Once a year, twinkling fairy lights and colourful Christmas illuminations are retrieved from
damp, dusty storage spaces to deck our homes for the festive season. But, poorly stored, old
electrical decorations and overloaded sockets create unnecessary hazards at this time of year
warns the Electrical Safety Council.
To help prevent the most common electrical problems at Christmas the Electrical Safety
Council recommends following these simple precautions and checks:
Indoor Christmas lights
Most people reuse lights year after year but Christmas lights that have not seen the light of
day since early January should be thoroughly checked before use. Make sure the cabling is not
damaged, the bulbs are secure and not broken and, if the lights are old, that they conform to
current safety standards. If in any doubt throw the lights away and buy new ones.
Outdoor Christmas lights
Use the same basic safety checks as for indoor lights, but in addition ensure that any lights
used for illuminations outside the home are designed specifically for use in the elements.
Invest in an RCD, this life-saving device automatically cuts off the electricity supply when a
fault is detected and is particularly important when using electricity outside.
Sockets are in great demand at Christmas not only for fairy lights, but also to power new toys
and appliances. Overloading sockets with extension leads and other appliances can cause
them to overheat.
The Electrical Safety Council’s top tips for safety at Christmas:
- Always check that Christmas lights are not damaged or broken before use and look out for loose wires.

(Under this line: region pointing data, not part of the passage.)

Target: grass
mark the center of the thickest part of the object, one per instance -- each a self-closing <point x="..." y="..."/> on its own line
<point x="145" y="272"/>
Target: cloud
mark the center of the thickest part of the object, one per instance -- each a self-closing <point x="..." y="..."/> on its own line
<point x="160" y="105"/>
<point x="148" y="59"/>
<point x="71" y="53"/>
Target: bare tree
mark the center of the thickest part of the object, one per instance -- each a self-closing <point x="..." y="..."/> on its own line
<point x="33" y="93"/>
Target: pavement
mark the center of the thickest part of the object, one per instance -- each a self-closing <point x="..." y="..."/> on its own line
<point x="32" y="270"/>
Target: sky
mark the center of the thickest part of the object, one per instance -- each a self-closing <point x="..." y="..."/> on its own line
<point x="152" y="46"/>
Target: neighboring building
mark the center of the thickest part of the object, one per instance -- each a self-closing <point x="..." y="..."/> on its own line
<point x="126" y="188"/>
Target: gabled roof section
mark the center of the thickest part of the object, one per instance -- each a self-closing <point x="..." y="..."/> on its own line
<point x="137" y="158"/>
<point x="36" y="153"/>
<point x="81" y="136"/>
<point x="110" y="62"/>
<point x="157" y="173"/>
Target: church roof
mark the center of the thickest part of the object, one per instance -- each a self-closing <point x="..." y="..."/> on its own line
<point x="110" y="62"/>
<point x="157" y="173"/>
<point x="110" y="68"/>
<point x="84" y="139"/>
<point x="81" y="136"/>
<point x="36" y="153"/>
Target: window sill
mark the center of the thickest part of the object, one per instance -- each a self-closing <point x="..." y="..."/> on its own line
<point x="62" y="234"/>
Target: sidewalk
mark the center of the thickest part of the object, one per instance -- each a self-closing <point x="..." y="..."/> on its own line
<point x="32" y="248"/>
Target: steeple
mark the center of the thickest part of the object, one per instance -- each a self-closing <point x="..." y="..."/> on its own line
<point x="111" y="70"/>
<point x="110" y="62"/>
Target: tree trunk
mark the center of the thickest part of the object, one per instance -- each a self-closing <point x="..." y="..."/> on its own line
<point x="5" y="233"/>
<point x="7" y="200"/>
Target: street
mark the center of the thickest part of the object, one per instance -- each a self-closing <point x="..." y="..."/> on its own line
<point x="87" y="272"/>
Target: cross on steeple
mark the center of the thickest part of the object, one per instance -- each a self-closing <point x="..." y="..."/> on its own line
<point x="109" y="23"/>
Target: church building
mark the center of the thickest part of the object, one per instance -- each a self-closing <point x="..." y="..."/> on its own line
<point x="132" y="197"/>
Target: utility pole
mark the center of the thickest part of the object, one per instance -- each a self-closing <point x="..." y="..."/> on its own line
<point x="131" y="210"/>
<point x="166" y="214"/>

- Check that decorative lighting has a safety transformer. This reduces mains voltage to a safer level of about 12-24 volts.
- Even Christmas lights need a break – switch all lights off when you go to bed or go out.
- Make sure you know where your fuse box (consumer unit) is located so you can reach it quickly in emergencies.
- Ensuring your home has sufficient sockets at convenient points will avoid the danger of overheating and will minimize the need for hazardous extension leads and adaptors.
- If somebody does suffer from an electric shock – firstly make sure you switch off the electricity and remove the casualty from danger if safe to do so, then contact the emergency services.
- Ensure all outdoor lights are connected via a 30mA RCD protected socket. An RCD will provide added protection against electric shock.